Bug 1830095

Summary: Cluster overview control plane status reported as degraded when no components are degraded
Product: OpenShift Container Platform Reporter: Samuel Padgett <spadgett>
Component: Management ConsoleAssignee: Rastislav Wagner <rawagner>
Status: CLOSED ERRATA QA Contact: Yadan Pei <yapei>
Severity: high Docs Contact:
Priority: unspecified    
Version: 4.5CC: abraren, aos-bugs, jokerman, wking, yanpzhan
Target Milestone: ---   
Target Release: 4.5.0   
Hardware: Unspecified   
OS: Unspecified   
Whiteboard:
Fixed In Version: Doc Type: No Doc Update
Doc Text:
Story Points: ---
Clone Of: Environment:
Version: 4.5.0-0.nightly-2020-04-30-112808 Cluster ID: 13ace493-6d50-479a-aead-02258ba49019 Browser: Mozilla/5.0 (Macintosh; Intel Mac OS X 10.15; rv:75.0) Gecko/20100101 Firefox/75.0
Last Closed: 2020-07-13 17:34:07 UTC Type: Bug
Regression: --- Mount Type: ---
Documentation: --- CRM:
Verified Versions: Category: ---
oVirt Team: --- RHEL 7.3 requirements from Atomic Host:
Cloudforms Team: --- Target Upstream Version:
Embargoed:
Attachments:
Description Flags
Popover has no degraded components none

Description Samuel Padgett 2020-04-30 20:16:05 UTC
Created attachment 1683448 [details]
Popover has no degraded components

See screenshot. "API Request Success Rate" is "Not available," which seems to be reported as degraded. Two issues here:

1. We should determine why "API Request Success Rate" metrics aren't available.
2. I don't think we should report "degraded" when we can't fetch metrics. This should be a different status.
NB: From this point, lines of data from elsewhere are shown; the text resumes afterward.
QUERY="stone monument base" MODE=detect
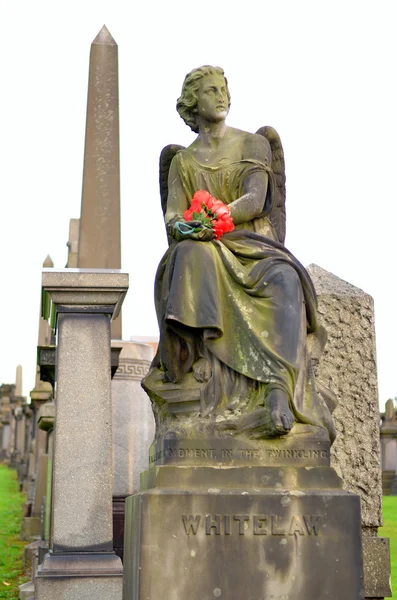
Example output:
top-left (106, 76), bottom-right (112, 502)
top-left (123, 465), bottom-right (364, 599)
top-left (36, 552), bottom-right (123, 600)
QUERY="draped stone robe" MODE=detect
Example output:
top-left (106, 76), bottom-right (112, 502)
top-left (145, 150), bottom-right (334, 440)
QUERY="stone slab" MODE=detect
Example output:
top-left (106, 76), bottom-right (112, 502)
top-left (362, 536), bottom-right (392, 598)
top-left (42, 269), bottom-right (128, 320)
top-left (308, 265), bottom-right (383, 528)
top-left (42, 268), bottom-right (128, 291)
top-left (123, 484), bottom-right (364, 599)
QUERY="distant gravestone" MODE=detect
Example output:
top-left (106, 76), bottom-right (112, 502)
top-left (380, 398), bottom-right (397, 497)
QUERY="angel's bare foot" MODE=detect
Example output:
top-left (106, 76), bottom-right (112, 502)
top-left (267, 389), bottom-right (294, 435)
top-left (193, 357), bottom-right (212, 382)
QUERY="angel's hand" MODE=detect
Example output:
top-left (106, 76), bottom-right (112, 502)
top-left (167, 218), bottom-right (215, 242)
top-left (189, 226), bottom-right (216, 242)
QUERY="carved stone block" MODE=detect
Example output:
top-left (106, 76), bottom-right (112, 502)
top-left (123, 466), bottom-right (364, 599)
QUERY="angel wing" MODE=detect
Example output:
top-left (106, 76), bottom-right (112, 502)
top-left (256, 126), bottom-right (286, 244)
top-left (159, 144), bottom-right (185, 216)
Comment 1 Rastislav Wagner 2020-05-04 19:09:07 UTC
Adding Andy.

1. Instead of Not Available, we could show something like 'No data' ?
2. Any ideas what to show here ?

Comment 2 Andy Braren 2020-05-04 20:15:20 UTC
I believe we use "Not available" for similar states elsewhere, so that text string in the popover is probably fine. I may be missing some technical details though.

The substatus string below "Control Plane" should probably become "1 component not available" instead of "1 component degraded," and the icon should probably become the unknown icon, unless we think that's too harsh. That approach would align best with similar unknown/unavailable statuses in the Status card, like the Storage status seen in the screenshot with the unknown icon and a status of "Not available".

Does that approach sound good?

Comment 6 Samuel Padgett 2020-05-12 21:22:16 UTC
Moving back to assigned because we still need to understand why "API Request Success Rate" is unknown and fix or remove that query.

Comment 8 Yanping Zhang 2020-05-14 08:48:02 UTC
Checked on OCP 4.5 cluster with payload 4.5.0-0.nightly-2020-05-13-202437.
Go to Overview page, check "API Request Success Rate" under "Control Plane", it's show 100% now. The bug is fixed.

Comment 9 errata-xmlrpc 2020-07-13 17:34:07 UTC
Since the problem described in this bug report should be
resolved in a recent advisory, it has been closed with a
resolution of ERRATA.

For information on the advisory, and where to find the updated
files, follow the link below.

If the solution does not work for you, open a new bug report.

https://access.redhat.com/errata/RHBA-2020:2409